Mais cette accroche ne dure qu'un temps. Plus
Melk en Honing se déploie, et moins l'humain paraît guider les choses, les chants se trouvant de plus en plus brouillés sous les couches rythmiques. Une fuite en avant vers le digital vécue dans la rage, comme si la purification de ses frustrations ne pouvait passer que par les leviers et samples. Les exutoires de son temps, qui remplacent le feu d'
Enemy of the Sun par des beats écrasants et une multitude de sons en constante combustion. Si l'ensemble est tant travaillé au millimètre qu'il reste constamment agréable à entendre, Author & Punisher n'est pas devenu moins dur sur ce nouvel essai : sa domination a simplement grandi, se servant de l'enivrement de ses mélodies cliniques pour mieux exprimer sa colère. Être à la hauteur de ce combat demande méthode et si l'amertume que laisse en bouche la fin de « Void, Null, Alive » fait croire à un échec, c'est surtout dans ce qu'elle a de constat froidement présenté qu'elle laisse abasourdi.

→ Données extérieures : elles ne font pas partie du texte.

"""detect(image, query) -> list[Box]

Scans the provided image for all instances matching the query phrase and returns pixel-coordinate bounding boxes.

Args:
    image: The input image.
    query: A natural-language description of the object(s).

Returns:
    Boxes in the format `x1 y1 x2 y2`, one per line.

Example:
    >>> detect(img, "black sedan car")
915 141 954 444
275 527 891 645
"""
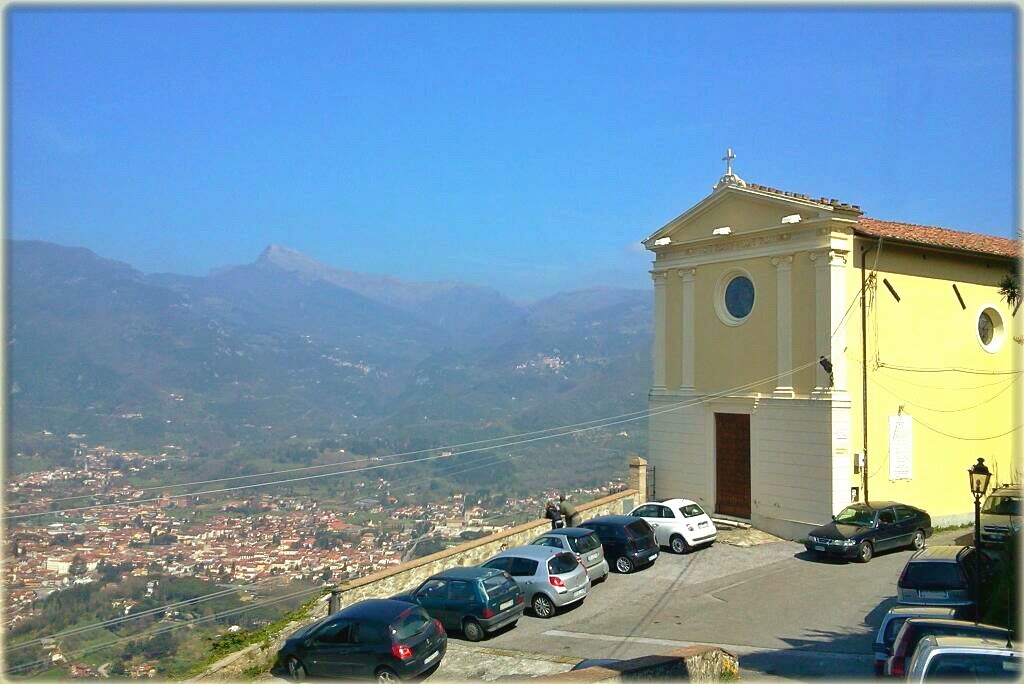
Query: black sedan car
804 501 932 563
393 566 524 641
579 515 659 573
277 599 446 682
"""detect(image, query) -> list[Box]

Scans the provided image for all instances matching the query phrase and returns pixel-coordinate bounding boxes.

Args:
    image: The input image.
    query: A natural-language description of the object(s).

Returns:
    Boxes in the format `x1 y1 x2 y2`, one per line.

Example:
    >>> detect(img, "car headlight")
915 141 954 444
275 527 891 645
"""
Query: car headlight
842 539 856 546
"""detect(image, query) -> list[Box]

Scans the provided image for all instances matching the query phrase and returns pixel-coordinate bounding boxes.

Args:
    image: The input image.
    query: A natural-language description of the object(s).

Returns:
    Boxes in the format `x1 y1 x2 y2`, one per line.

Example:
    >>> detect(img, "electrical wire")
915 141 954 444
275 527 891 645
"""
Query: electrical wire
5 584 325 675
870 373 1019 414
5 360 818 522
877 363 1023 376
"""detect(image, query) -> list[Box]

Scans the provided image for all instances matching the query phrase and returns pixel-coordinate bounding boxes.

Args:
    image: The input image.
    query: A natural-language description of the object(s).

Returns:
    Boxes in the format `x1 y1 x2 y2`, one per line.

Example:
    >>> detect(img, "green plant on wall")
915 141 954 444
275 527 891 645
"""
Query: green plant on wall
998 271 1020 309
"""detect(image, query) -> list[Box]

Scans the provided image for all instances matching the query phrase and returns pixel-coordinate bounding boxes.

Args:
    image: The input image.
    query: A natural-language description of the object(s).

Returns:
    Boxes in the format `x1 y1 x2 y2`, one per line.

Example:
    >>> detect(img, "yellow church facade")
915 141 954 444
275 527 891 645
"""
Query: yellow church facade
643 162 1020 540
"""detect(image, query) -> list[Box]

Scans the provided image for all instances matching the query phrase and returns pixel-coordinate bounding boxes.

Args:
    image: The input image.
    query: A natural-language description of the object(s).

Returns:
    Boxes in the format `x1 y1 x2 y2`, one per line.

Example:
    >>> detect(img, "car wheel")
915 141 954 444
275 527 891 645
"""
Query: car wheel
463 617 485 642
615 556 634 574
286 657 307 682
856 541 873 563
376 666 400 684
911 530 925 551
670 535 690 554
532 594 555 618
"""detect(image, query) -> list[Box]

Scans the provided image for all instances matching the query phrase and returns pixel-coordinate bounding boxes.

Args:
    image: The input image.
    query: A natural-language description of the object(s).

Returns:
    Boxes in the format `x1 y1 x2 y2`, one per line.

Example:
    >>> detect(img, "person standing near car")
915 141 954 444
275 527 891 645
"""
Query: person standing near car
545 502 563 529
559 494 580 528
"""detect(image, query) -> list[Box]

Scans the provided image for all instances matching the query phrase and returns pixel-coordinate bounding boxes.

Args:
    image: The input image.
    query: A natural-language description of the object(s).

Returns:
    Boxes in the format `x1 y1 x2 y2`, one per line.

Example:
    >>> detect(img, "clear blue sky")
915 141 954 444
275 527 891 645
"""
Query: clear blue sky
10 8 1018 299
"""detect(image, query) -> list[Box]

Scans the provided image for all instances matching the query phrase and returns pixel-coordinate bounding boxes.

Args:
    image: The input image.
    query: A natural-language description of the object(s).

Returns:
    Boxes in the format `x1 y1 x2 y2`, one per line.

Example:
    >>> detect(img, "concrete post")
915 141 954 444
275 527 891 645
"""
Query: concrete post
328 586 342 614
629 456 649 504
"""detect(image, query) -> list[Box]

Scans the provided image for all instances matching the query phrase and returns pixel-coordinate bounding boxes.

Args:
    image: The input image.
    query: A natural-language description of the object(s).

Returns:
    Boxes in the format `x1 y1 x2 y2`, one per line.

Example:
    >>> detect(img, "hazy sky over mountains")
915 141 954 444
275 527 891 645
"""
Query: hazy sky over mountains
10 8 1016 299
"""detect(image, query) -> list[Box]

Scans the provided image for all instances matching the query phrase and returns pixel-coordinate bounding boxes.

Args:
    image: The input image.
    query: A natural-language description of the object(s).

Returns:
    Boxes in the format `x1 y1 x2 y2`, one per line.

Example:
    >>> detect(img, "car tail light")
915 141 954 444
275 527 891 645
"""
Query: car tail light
432 619 445 635
392 643 413 660
515 594 524 604
481 607 495 619
891 658 905 677
897 565 908 588
629 538 638 552
549 576 565 588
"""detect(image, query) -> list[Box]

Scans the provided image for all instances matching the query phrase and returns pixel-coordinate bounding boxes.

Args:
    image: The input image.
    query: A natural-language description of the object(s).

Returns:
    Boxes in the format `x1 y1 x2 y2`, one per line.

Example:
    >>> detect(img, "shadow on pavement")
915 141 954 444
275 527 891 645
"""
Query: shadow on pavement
737 595 897 679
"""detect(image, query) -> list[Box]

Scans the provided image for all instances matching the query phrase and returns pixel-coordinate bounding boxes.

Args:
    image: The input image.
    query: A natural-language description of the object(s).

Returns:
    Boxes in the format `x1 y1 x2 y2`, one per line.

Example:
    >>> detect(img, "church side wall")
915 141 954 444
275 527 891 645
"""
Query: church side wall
845 240 1020 523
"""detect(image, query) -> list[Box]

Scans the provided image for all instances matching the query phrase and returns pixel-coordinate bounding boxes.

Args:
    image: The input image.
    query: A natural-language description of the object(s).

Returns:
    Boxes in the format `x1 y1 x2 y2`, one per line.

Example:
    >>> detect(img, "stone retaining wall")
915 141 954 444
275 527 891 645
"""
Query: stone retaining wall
188 490 637 681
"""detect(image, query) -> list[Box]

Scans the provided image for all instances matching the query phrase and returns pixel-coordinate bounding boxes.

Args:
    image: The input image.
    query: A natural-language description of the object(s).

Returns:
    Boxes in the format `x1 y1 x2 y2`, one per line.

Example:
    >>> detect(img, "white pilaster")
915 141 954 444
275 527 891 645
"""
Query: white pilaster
829 250 850 396
678 268 696 391
810 250 831 395
652 270 668 390
772 255 794 398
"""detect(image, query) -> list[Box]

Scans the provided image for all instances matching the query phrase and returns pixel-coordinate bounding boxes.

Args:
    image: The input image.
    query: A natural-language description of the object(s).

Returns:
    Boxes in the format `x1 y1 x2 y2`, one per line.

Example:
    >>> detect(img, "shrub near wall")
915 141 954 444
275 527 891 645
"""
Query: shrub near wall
189 490 637 681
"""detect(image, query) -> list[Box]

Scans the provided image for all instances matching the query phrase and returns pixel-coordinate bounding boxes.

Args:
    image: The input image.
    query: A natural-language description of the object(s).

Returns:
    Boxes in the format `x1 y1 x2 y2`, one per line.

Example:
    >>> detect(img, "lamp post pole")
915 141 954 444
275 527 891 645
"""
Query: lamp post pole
974 490 983 621
968 458 992 623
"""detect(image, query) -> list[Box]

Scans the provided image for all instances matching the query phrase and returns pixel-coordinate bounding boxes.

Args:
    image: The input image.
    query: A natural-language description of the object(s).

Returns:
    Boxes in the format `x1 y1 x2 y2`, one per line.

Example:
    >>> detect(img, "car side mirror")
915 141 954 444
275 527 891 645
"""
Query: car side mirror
831 515 836 521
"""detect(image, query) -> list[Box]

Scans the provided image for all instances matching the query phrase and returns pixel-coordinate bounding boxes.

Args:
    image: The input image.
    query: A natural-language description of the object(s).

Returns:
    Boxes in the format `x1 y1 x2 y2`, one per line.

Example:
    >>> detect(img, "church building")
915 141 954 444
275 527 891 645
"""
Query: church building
643 152 1020 539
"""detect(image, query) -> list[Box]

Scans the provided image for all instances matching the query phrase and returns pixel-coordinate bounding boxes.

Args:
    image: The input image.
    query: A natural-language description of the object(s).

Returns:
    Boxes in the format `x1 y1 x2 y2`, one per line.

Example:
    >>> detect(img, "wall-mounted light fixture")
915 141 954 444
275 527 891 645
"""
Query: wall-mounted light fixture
654 237 672 246
781 214 802 224
712 226 732 236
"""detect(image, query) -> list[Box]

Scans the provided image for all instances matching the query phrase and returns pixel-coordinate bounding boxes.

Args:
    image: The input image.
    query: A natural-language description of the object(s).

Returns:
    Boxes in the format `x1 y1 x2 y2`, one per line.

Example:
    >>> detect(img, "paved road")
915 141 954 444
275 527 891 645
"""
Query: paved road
471 530 964 680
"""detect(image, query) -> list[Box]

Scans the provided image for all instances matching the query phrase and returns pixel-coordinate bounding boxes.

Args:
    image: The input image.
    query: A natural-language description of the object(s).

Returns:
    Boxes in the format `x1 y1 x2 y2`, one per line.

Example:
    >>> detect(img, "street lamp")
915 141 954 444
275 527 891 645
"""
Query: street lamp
968 458 992 621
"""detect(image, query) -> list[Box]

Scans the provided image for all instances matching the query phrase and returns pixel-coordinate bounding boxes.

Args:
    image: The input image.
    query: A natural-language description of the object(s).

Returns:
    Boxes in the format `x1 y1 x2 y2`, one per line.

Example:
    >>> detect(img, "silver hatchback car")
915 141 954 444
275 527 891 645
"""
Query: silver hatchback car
529 527 610 583
481 545 591 619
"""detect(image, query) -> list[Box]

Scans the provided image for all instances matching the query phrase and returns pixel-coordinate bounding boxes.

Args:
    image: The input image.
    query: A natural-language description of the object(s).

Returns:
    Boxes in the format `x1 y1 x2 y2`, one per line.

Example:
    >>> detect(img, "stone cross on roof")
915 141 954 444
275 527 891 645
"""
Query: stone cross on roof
714 147 746 190
722 148 736 176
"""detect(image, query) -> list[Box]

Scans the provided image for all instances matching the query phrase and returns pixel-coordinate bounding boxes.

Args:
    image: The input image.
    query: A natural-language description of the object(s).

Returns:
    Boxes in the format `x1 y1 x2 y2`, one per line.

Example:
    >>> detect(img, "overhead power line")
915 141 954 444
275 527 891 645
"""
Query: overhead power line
5 360 818 522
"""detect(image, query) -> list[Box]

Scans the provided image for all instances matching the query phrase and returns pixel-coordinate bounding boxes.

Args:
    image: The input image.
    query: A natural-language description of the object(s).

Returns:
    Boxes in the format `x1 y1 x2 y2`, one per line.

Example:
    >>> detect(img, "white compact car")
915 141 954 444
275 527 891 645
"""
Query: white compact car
627 498 718 554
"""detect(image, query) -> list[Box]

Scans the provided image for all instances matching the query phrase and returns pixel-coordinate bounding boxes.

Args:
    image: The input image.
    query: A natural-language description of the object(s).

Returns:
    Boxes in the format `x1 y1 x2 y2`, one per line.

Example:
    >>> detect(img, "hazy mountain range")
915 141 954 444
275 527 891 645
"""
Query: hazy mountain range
8 240 653 461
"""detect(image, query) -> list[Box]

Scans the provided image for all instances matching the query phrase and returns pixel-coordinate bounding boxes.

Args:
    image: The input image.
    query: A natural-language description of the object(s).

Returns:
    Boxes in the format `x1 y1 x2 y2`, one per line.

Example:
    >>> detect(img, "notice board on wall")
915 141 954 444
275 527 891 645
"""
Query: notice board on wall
889 415 913 480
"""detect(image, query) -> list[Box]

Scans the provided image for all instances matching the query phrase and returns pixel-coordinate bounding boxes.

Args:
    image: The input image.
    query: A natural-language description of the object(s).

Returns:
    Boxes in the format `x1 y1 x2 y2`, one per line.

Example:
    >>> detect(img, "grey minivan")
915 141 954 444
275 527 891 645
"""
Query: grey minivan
529 528 610 583
481 545 591 619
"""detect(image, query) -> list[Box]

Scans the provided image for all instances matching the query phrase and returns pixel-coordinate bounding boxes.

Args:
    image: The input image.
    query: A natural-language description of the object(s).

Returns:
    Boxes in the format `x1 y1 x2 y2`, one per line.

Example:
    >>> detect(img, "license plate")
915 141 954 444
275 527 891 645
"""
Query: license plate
648 554 657 561
587 552 598 562
921 591 948 599
699 521 708 528
424 650 439 664
573 588 586 597
814 545 826 552
499 600 513 610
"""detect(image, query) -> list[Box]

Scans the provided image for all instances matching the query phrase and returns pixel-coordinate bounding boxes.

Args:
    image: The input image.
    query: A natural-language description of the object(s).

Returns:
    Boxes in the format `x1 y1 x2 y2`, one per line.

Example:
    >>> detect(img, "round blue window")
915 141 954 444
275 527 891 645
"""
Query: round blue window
724 276 755 320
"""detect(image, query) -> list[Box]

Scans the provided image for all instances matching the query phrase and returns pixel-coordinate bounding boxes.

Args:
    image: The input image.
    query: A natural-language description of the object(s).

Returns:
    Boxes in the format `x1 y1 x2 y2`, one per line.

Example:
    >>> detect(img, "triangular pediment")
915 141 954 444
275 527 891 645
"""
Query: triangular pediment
644 184 841 247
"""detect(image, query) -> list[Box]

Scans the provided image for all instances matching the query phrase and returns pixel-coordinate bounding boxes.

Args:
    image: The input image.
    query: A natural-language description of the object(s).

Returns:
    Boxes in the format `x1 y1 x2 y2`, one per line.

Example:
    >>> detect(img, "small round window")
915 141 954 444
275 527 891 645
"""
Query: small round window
724 276 755 320
976 306 1004 353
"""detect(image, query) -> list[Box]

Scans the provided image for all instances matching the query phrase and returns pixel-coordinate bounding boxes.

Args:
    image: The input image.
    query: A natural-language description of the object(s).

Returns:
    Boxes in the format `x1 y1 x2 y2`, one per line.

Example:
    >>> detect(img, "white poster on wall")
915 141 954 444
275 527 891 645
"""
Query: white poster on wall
889 415 913 480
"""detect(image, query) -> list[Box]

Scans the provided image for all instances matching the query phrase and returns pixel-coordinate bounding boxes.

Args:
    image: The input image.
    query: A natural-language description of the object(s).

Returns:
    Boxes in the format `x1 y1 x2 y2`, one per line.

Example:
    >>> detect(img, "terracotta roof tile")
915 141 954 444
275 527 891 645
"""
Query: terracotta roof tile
744 182 862 213
855 217 1019 259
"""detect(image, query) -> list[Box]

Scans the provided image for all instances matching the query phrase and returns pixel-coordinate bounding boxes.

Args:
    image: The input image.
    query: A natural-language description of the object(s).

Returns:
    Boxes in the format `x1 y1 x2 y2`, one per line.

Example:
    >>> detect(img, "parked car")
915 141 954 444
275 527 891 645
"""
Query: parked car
897 546 976 608
392 567 524 642
579 515 659 574
627 498 717 553
529 528 610 582
905 635 1020 681
278 598 446 683
885 618 1011 678
871 606 960 676
981 484 1022 546
481 545 590 619
804 501 932 563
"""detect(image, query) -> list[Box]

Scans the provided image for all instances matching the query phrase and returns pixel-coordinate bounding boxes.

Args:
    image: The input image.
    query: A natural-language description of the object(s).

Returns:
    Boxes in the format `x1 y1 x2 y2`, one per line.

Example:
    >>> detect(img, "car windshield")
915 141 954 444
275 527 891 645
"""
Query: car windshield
390 609 430 641
547 552 579 575
835 506 876 527
902 562 966 590
982 495 1022 516
681 504 705 518
568 533 601 554
482 575 517 598
626 521 652 538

Vous l'aurez sans doute compris : pas de références à Blade Runner ou Terminator cette fois-ci. Bien que l'on pense ici à Vangelis (le début de « Callous and Hoof »...), là à un T-1000 nous roulant dessus méthode
Ursus Americanus (… et sa suite),
Melk en Honing tire sa force de son côté « actuel », de ce qu'il transmet d'existence blême d'un homme usant de son attirail journalier fait de machines cybernétiques pour hurler sa présence. Pas pour rien que le titre « Shame » me rappelle ce film du même nom, où Michael Fassbender traîne son regard bleu acier et sa mâchoire serrée sur les écrans pour assouvir ses envies, puis finalement crie ce qu'il peut, tant il est étouffé, annihilé. Il ne s'agit pas de futur ; il s'agit de présent. Il ne s'agit pas d'avant-gardisme ; il s'agit de peut-être la seule musique qui représente l'aujourd'hui. Ce qui fait que, malgré une façade plus lisse me faisant garder une préférence pour le plus brut en émotions
Women & Children,
Melk en Honing est un nouveau coup de cœur de la part de Tristan Shone, se plaçant au-delà de tout rappel et référence comme un des projets les plus pertinents que j'ai pu entendre. Il n'est jamais trop tard pour s'y intéresser.